NOTE 5: Income Taxes
Effective June 27, 1993, the Company adopted the provisions of
Statement of Financial Accounting Standards No. 109, "Accounting for
Income Taxes" on a prospective basis. The cumulative effect of the
initial adoption of Statement 109 was insignificant. Under the asset
and liability method of Statement 109, deferred tax assets and
liabilities are recognized for the future tax consequences
attributable to differences between the financial statement carrying
amounts of existing assets and liabilities and their respective tax
bases and operating loss and tax credit carry forwards. Deferred tax
assets and liabilities are measured using enacted tax rates.
Pursuant to the deferred method under APB Opinion 11, which was
applied in fiscal 1993 and prior years, deferred income taxes are
recognized for income and expense items that are reported in different
years for financial reporting purposes and income tax purposes using
the tax rate applicable in the year of the calculation. Under the
deferred method, deferred taxes are not adjusted for subsequent
changes in tax rates.
7
<PAGE>
Deferring tax assets and liabilities at September 30, 1995 and July 1,
1995 are summarized as follows:
September 30 July 1
------------ -----------
Gross deferred tax assets $ 2,418,445 $ 2,440,867
Less valuation allowance (1,730,425) (1,752,847)
----------- -----------
Net deferred tax assets 688,020 688,020
Gross deferred tax liabilities (688,020) (688,020)
----------- -----------
Net deferred taxes $ 0 $ 0
The valuation allowance for the deferred tax assets as of September
30, 1995 and July 1, 1995 was $1,730,425 and $1,752,847, respectively.

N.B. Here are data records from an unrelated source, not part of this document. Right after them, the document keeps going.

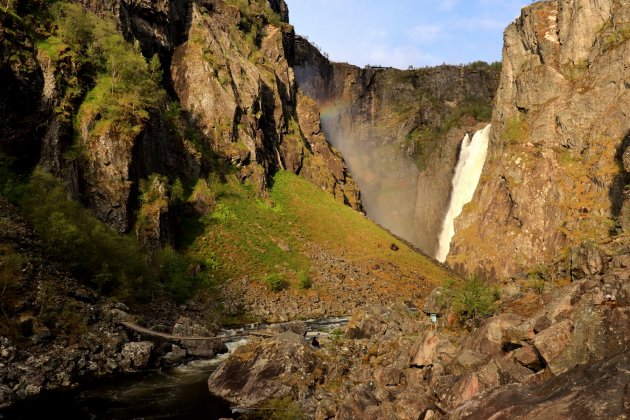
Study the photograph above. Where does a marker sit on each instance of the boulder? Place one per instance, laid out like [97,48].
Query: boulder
[136,355]
[282,366]
[356,404]
[367,322]
[528,357]
[551,342]
[388,376]
[598,390]
[491,337]
[431,347]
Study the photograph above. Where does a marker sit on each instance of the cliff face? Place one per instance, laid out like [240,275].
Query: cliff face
[249,107]
[555,176]
[399,131]
[227,66]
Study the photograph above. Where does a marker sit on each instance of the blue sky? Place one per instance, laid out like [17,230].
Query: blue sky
[400,33]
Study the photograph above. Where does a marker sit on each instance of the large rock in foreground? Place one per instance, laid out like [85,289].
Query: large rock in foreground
[283,366]
[599,390]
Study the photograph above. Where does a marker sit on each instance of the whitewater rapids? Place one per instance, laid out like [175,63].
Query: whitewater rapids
[472,157]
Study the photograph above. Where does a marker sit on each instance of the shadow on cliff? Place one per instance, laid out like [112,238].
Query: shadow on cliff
[616,192]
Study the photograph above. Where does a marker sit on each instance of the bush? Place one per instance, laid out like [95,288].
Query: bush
[88,248]
[276,282]
[304,280]
[474,299]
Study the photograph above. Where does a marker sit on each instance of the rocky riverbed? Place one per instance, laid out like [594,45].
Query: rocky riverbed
[561,352]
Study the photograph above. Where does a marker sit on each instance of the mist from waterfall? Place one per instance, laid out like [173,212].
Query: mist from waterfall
[472,157]
[386,177]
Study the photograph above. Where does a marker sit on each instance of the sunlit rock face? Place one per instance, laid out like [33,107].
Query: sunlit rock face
[554,176]
[399,132]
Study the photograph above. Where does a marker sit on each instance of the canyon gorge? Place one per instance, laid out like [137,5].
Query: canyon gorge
[172,168]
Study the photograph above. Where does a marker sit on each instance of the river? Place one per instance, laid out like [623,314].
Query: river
[174,393]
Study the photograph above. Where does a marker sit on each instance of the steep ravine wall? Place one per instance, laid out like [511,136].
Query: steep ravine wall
[236,88]
[555,176]
[399,131]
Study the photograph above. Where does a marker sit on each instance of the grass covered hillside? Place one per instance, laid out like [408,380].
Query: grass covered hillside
[302,248]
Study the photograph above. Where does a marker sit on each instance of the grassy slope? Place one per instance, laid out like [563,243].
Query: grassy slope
[256,238]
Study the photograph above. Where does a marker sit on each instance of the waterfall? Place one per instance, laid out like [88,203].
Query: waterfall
[467,173]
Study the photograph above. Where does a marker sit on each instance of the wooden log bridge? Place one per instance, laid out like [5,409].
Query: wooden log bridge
[146,331]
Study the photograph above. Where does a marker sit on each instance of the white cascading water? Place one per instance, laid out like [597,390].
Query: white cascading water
[467,173]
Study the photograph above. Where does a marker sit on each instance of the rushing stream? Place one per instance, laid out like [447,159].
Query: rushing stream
[175,393]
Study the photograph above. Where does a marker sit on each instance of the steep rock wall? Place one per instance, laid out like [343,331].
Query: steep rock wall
[399,131]
[560,128]
[229,69]
[249,107]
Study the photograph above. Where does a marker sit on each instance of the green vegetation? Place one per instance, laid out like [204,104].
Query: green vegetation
[472,298]
[304,280]
[265,239]
[11,263]
[255,14]
[117,86]
[276,282]
[105,260]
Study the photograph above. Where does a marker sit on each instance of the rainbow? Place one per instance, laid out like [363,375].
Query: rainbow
[332,108]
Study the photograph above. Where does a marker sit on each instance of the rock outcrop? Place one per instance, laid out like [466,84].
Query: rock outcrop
[400,132]
[541,354]
[554,177]
[229,68]
[283,366]
[249,108]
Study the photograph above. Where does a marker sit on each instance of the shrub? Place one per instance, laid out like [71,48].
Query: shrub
[223,213]
[73,237]
[474,299]
[304,280]
[276,282]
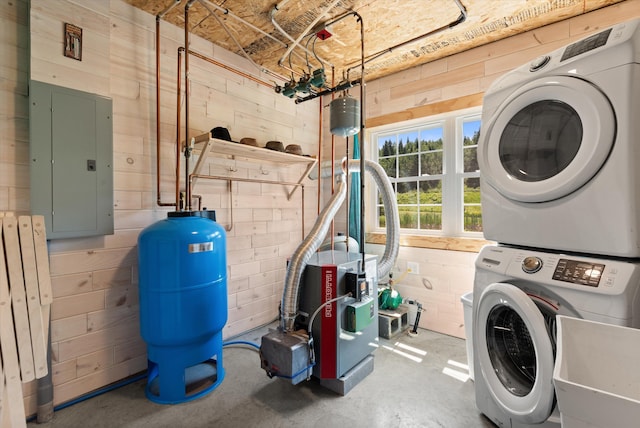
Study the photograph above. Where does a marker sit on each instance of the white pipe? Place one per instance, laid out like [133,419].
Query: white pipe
[306,30]
[284,33]
[248,24]
[302,254]
[392,219]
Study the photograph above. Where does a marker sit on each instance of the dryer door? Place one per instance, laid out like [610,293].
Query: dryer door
[547,139]
[515,353]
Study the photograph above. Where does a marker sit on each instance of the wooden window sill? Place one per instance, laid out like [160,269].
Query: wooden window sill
[471,245]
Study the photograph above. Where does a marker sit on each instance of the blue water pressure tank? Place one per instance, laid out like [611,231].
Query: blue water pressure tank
[183,304]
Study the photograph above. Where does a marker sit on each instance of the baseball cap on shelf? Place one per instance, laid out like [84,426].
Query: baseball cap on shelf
[275,145]
[294,149]
[249,141]
[221,133]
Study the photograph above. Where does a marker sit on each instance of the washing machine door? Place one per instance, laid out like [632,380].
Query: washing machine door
[515,353]
[547,139]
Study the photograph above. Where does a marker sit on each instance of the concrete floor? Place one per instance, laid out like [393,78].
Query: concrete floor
[418,381]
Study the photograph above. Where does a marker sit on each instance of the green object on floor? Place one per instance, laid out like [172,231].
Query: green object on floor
[389,299]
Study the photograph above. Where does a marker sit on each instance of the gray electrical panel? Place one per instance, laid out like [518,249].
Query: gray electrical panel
[71,154]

The net change in the total valuation allowance for the quarter ended
September 30, 1995 was a decrease of $22,422. In assessing the
realizability of deferred tax assets, management considers whether it
is more likely than not that some portion or all of the deferred tax
assets will not be realized. The ultimate realization of deferred tax
assets is dependent upon the generation of future taxable income
during the periods in which those temporary differences become
deductible. Management considers the scheduled reversal of deferred
tax liabilities, projected future taxable income, and tax planning
strategies in making this assessment. Based upon the level of
historical taxable income and projections for future taxable income
over the periods which the deferred tax assets are deductible,
management believes it is more likely than not the Company will
realize the benefits of these deductible differences, net of the
existing valuation allowances at September 30, 1995.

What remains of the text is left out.